En effet, il ne faudrait pas que la machi­ne ne finisse par dépasser le savoir humain ! « L’IA aura des répercussions sur l’activité humai­ne, et donc sur la matière assurable. L’exemple de la voiture autonome, rendue possi­ble par les progrès de l’IA, en est une bonne illustration. Aux assureurs d’anticiper et de s’adapter à la fois aux nouvelles opportunités et aux nouveaux risques induits », avance Claude Friedrich, de Covéa. « L’IA ne va pas aussi vite qu’on le pense », relativise Jean-Pierre Deleplanque, d’IMA Protect.

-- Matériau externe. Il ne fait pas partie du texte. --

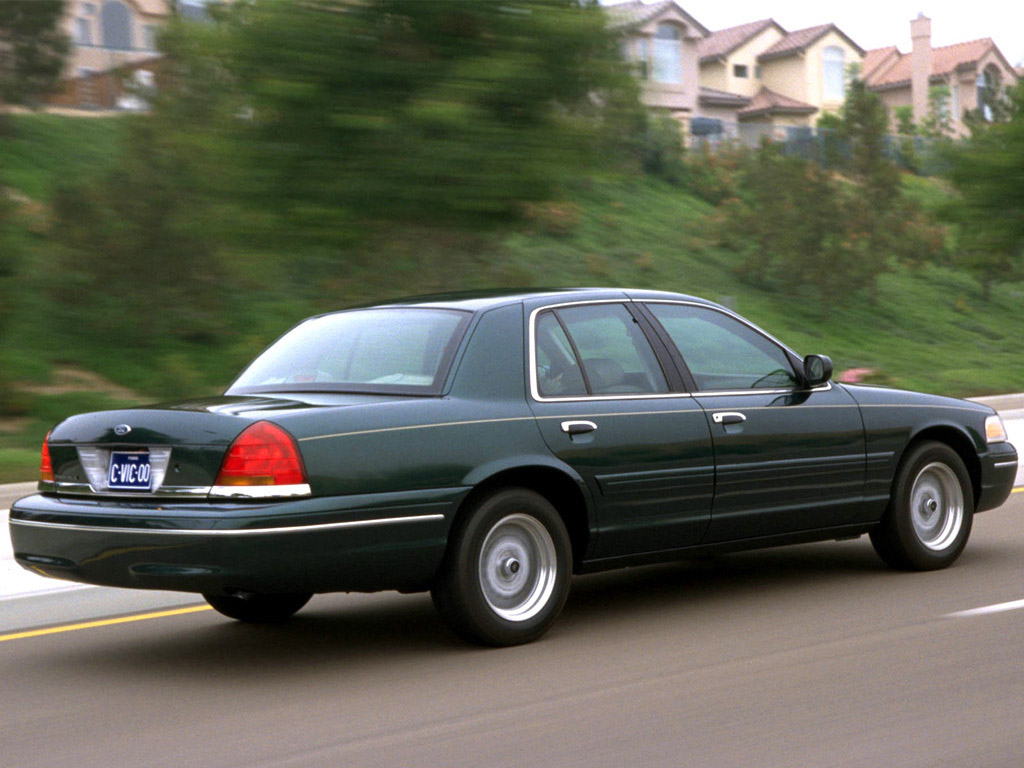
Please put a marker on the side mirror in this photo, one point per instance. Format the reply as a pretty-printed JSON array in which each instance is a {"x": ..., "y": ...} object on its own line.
[{"x": 817, "y": 370}]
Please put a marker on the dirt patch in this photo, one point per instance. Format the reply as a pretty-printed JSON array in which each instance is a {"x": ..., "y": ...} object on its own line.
[{"x": 67, "y": 379}]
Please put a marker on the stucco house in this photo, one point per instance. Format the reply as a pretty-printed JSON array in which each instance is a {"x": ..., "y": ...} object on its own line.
[
  {"x": 970, "y": 71},
  {"x": 660, "y": 40},
  {"x": 109, "y": 34}
]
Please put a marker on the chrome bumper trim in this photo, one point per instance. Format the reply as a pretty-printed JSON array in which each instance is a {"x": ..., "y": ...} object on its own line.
[{"x": 229, "y": 531}]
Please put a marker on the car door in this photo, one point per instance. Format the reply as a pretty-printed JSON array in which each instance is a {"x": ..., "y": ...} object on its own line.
[
  {"x": 607, "y": 401},
  {"x": 787, "y": 458}
]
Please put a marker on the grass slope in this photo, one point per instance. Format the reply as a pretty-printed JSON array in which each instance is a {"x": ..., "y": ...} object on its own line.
[{"x": 929, "y": 329}]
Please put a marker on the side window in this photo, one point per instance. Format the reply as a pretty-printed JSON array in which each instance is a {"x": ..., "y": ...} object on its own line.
[
  {"x": 614, "y": 353},
  {"x": 557, "y": 369},
  {"x": 722, "y": 352}
]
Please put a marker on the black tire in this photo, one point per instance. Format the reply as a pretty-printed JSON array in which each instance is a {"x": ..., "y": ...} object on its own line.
[
  {"x": 254, "y": 608},
  {"x": 928, "y": 521},
  {"x": 507, "y": 571}
]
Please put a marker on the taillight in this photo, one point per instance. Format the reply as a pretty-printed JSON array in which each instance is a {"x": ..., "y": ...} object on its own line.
[
  {"x": 45, "y": 464},
  {"x": 263, "y": 455}
]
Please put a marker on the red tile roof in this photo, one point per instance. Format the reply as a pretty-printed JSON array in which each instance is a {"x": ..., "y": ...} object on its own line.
[
  {"x": 944, "y": 60},
  {"x": 723, "y": 42},
  {"x": 799, "y": 41},
  {"x": 769, "y": 102}
]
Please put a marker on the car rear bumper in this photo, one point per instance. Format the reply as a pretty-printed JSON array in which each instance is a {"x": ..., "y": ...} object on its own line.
[
  {"x": 998, "y": 471},
  {"x": 358, "y": 543}
]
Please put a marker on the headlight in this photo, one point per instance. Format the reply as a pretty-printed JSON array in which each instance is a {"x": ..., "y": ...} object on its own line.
[{"x": 994, "y": 431}]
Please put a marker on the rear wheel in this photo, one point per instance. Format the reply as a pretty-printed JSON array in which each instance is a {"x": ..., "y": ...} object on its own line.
[
  {"x": 255, "y": 608},
  {"x": 507, "y": 572},
  {"x": 928, "y": 521}
]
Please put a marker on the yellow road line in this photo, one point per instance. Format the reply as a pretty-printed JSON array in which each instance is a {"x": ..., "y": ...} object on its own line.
[{"x": 103, "y": 623}]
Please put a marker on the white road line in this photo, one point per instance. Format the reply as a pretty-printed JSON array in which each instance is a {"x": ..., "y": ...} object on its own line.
[{"x": 985, "y": 609}]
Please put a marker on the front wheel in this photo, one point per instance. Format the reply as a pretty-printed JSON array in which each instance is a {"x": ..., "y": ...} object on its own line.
[
  {"x": 507, "y": 573},
  {"x": 928, "y": 521},
  {"x": 256, "y": 608}
]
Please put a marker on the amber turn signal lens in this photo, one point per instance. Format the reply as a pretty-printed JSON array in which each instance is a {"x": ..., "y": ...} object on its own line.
[{"x": 994, "y": 431}]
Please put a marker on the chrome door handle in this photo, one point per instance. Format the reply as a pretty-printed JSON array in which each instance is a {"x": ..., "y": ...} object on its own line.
[
  {"x": 578, "y": 427},
  {"x": 728, "y": 417}
]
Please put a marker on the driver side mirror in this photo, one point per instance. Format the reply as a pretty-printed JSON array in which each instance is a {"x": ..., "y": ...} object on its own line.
[{"x": 817, "y": 370}]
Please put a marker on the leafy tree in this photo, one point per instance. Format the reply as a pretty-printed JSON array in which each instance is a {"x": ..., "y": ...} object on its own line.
[
  {"x": 33, "y": 48},
  {"x": 444, "y": 112},
  {"x": 988, "y": 173},
  {"x": 938, "y": 122}
]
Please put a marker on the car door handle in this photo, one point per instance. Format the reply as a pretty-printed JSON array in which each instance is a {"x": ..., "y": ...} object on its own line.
[
  {"x": 728, "y": 417},
  {"x": 578, "y": 427}
]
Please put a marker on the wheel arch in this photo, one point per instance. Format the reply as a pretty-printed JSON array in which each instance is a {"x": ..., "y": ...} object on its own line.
[
  {"x": 956, "y": 438},
  {"x": 563, "y": 488}
]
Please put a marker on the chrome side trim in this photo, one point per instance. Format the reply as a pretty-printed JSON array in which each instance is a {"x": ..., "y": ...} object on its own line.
[
  {"x": 230, "y": 531},
  {"x": 260, "y": 492}
]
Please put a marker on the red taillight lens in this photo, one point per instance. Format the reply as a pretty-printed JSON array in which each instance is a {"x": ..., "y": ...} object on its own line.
[
  {"x": 262, "y": 455},
  {"x": 45, "y": 465}
]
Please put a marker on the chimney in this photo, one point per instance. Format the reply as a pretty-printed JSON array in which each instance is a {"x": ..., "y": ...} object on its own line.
[{"x": 921, "y": 66}]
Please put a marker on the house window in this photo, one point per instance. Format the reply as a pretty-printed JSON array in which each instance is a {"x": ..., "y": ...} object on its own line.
[
  {"x": 987, "y": 85},
  {"x": 835, "y": 74},
  {"x": 115, "y": 20},
  {"x": 667, "y": 66},
  {"x": 83, "y": 32}
]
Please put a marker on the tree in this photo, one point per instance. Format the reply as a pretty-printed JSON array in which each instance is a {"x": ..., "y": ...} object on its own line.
[
  {"x": 442, "y": 112},
  {"x": 987, "y": 171},
  {"x": 33, "y": 48}
]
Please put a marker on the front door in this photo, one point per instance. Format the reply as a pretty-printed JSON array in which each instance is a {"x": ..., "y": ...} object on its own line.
[
  {"x": 787, "y": 459},
  {"x": 607, "y": 403}
]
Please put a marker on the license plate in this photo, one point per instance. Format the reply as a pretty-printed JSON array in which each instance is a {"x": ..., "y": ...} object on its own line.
[{"x": 129, "y": 471}]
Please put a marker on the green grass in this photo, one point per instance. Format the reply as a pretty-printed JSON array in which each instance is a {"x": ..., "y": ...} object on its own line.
[{"x": 49, "y": 150}]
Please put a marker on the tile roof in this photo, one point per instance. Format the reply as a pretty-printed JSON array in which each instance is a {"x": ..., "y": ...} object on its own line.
[
  {"x": 769, "y": 102},
  {"x": 798, "y": 41},
  {"x": 715, "y": 97},
  {"x": 944, "y": 60},
  {"x": 636, "y": 12},
  {"x": 723, "y": 42},
  {"x": 875, "y": 58}
]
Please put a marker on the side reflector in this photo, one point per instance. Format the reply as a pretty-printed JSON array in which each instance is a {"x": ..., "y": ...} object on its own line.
[
  {"x": 45, "y": 465},
  {"x": 994, "y": 431}
]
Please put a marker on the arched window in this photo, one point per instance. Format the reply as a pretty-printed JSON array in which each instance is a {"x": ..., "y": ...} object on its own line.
[
  {"x": 115, "y": 23},
  {"x": 835, "y": 74},
  {"x": 667, "y": 66},
  {"x": 988, "y": 91}
]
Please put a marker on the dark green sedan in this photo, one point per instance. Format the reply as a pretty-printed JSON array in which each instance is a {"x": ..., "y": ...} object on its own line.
[{"x": 486, "y": 446}]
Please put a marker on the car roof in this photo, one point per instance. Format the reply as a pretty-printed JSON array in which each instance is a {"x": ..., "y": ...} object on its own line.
[{"x": 476, "y": 301}]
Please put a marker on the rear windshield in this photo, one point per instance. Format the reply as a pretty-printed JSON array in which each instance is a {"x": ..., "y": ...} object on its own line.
[{"x": 401, "y": 351}]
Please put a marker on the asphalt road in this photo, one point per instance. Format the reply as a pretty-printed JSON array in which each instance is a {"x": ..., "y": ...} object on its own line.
[{"x": 811, "y": 655}]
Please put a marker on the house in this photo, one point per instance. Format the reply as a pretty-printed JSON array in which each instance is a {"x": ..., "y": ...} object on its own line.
[
  {"x": 110, "y": 34},
  {"x": 660, "y": 40},
  {"x": 972, "y": 72}
]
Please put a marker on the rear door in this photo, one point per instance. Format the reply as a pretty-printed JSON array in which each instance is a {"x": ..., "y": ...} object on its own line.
[
  {"x": 609, "y": 403},
  {"x": 787, "y": 459}
]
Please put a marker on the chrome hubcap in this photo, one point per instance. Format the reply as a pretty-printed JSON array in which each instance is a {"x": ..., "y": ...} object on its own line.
[
  {"x": 517, "y": 567},
  {"x": 936, "y": 506}
]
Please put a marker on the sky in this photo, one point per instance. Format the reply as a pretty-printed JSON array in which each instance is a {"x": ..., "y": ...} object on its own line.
[{"x": 876, "y": 25}]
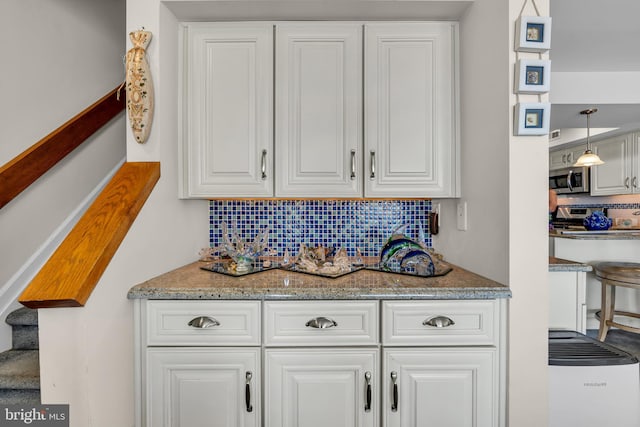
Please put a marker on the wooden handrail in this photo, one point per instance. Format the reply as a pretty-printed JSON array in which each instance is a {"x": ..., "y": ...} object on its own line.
[
  {"x": 72, "y": 272},
  {"x": 26, "y": 168}
]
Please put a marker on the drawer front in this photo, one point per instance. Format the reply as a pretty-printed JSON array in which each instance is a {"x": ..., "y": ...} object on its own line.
[
  {"x": 212, "y": 323},
  {"x": 314, "y": 323},
  {"x": 415, "y": 323}
]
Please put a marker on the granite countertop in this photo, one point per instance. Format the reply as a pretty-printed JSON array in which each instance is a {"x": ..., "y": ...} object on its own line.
[
  {"x": 599, "y": 235},
  {"x": 559, "y": 264},
  {"x": 191, "y": 282}
]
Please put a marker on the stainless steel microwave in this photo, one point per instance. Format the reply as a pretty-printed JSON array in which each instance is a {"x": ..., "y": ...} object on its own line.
[{"x": 569, "y": 180}]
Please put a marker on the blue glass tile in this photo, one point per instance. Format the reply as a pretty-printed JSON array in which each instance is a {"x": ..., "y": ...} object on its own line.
[{"x": 352, "y": 224}]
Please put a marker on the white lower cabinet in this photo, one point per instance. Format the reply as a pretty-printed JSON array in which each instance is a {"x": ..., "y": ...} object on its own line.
[
  {"x": 203, "y": 387},
  {"x": 320, "y": 363},
  {"x": 321, "y": 387},
  {"x": 440, "y": 387}
]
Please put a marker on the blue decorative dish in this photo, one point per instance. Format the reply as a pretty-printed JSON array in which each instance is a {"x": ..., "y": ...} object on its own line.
[{"x": 597, "y": 221}]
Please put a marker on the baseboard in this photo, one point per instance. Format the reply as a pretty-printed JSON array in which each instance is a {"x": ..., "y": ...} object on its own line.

Un avis partagé par beaucoup, dont Jérôme Sallard et Cécile Wendling : « L’IA n’en est encore qu’à ses prémices. Aujourd’hui, les algo­rithmes ne peuvent appren­dre qu’une fonction à la fois : recon­naître une image, compren­dre le langage humain… D’ici dix ans, la recherche permettra peut-être de passer d’une IA faible à une IA forte ».

Nathalie Mostowski,directrice associée du Cabinet Oresys
« L’intelligence artificielle, gage de fiabilité et de traçabilité »

  • De quelle façon l’intelligence artificielle impacte-t-elle l’assurance ?
    L’assurance est un magnifique terrain de jeu pour l’IA. Beaucoup d’expérimentations sont actuellement en place chez des acteurs du marché, à la fois dans leurs interfaces client et pour automatiser des tâches répétitives. L’exemple le plus fréquent est celui du traitement des FAQ et du recours au chatbot dans les centres d’appels. En parallèle, la reconnaissance d’images accélère le traitement des sinistres automobiles, en corrélant le dommage détecté avec les devis des réparateurs. Enfin, le robo-advisor assiste de plus en plus les commerciaux pour cerner le profil technique, mais aussi comportemental des prospects.
  • Quelles perspectives s’ouvrent aux assureurs ?
    L’intelligence artificielle est aujourd’hui appliquée sur des périmètres restreints par les assureurs. Mais les technologies vont vite et les cas d’usages vont s’accélérer et toucher, à terme, toutes les branches de l’assurance : la puissance de calcul et les outils de modélisation prédictive vont, notamment, révolutionner, à la fois, les services actuariels et techniques. En outre, l’IA sécurise les process et offre aux assureurs un gage de fiabilité et de traçabilité important en termes de compliance.

Raison garder

Philippe Harel d’Umanis se veut rassurant : « Les technologies évoluent vite, mais les acceptations sociétales et économiques possèdent chacune leur propre rythme, naturellement plus lent. Ce qui permet aux assureurs de réfléchir aux risques et de tester les usages ». À la FFA, on rappelle que le déploie­ment de l’IA représente un chantier complexe et de longue haleine, qui nécessite, parfois, de repenser les organisations en profondeur. « Nous devons assurer aux clients que le cadre juridique et nos engagements éthiques, en matière de données notamment, sont solides », précise Jérôme Balmes. Comme de nombreux assureurs, la Matmut est persuadée que l’acceptabilité du traitement robotisé par les clients (on sait qu’à ce jour rien ne remplace le contact humain dans certaines situations) sera favorisée par la transparence envers l’utilisateur. De fait, « l’IA ne doit pas s’appréhender seulement sur le plan technologique, mais dans un contexte plus large à la fois sociétal et réglementaire. Cela relève de l’“IA responsable” que nous souhaitons développer », argumente Cécile Wendling.